The rain was starting to let up when he turned onto the side street beside her house in the Congress Park neighborhood. He parked and made a mad dash to the rear door, letting himself into the pantry. After shaking off the water from his hair and hanging up his jacket, he went to her office, which was off the living room. As he’d suspected, the desk was covered with papers and folders. Shuffling through them, he found the one he needed. Then, deciding to be a good son, and because it chafed at his need for order, he resolved to put the rest of the folders away in her file cabinets—but not until after he located the original copy of the itinerary on her computer and emailed it to her. Five minutes later, she replied, promising him the world as a reward for finding it.

“Just buy me the Maserati I’ve been dreaming about,” he replied. It was an old joke between them so he wasn’t surprised when her return email contained a ‘laugh’ emoji followed by one of a hand with the middle finger raised. Grinning, he closed his email and set to work straightening up her desk.

The majority of the folders contained information on the various destinations for the tours the agency offered. A quick glance at a couple of them told him they were copies of what she had at work, which she kept at home as well because she was a night owl and did some of her best planning well after the agency closed for the day.

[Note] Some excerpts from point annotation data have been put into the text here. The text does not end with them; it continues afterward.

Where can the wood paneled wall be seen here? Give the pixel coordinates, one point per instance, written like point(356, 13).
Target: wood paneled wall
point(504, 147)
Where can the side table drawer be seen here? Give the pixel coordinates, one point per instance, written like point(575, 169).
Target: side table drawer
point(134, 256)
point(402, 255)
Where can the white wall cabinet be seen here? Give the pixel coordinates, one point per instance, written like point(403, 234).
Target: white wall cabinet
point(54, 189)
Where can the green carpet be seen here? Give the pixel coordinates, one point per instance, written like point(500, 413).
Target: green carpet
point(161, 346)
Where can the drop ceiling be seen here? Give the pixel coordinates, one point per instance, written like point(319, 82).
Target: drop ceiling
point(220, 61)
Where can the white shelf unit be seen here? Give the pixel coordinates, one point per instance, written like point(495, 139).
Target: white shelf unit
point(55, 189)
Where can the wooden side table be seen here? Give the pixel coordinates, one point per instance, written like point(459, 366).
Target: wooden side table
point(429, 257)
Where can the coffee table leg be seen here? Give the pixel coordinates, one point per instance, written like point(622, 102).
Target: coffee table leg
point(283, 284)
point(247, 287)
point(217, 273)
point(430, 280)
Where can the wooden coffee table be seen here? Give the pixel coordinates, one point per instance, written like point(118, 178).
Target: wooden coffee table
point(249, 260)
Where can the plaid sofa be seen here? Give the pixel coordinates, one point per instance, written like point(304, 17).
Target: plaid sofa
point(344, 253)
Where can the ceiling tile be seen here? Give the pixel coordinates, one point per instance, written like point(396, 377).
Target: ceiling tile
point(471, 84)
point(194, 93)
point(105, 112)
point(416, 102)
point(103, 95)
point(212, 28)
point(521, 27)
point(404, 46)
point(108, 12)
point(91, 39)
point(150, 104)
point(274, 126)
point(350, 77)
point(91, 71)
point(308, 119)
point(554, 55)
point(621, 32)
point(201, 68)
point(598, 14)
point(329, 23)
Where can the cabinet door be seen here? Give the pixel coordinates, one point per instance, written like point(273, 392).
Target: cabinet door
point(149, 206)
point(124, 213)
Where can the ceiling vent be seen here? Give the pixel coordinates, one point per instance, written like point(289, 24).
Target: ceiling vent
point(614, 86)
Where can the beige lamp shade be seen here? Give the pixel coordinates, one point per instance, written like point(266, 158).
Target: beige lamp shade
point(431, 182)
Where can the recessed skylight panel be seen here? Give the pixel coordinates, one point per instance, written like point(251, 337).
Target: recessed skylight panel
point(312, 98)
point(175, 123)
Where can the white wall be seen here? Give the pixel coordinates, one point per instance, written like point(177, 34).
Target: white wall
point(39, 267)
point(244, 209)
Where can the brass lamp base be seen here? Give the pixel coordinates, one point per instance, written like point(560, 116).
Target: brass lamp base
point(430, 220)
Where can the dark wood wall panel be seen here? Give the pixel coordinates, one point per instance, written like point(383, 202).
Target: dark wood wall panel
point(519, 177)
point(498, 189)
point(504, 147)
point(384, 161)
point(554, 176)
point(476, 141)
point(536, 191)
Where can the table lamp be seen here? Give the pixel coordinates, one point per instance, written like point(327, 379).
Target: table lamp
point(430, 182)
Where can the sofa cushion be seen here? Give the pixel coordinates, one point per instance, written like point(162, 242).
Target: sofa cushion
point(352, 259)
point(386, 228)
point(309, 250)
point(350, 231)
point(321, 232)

He found the drawers they belonged in, in one of the cabinets across from her desk, and put them away. Two folders held lists of clients who used the agency on a regular basis. After checking to see if the same information was on her computer, and then emailing it to work on the off chance she hadn’t duplicated the lists there, he filed them, as well. “Not that you’re a scatterbrain, Mom,” he said under his breath. “But organization was more Dad’s thing, and now it’s my job.”

There was one folder left, which had been buried under the others. She’d titled it ‘Legal’, so he checked to see what it contained, discovering it was his father’s will and the papers the lawyer had drawn up to transfer the company solely into her name after his death.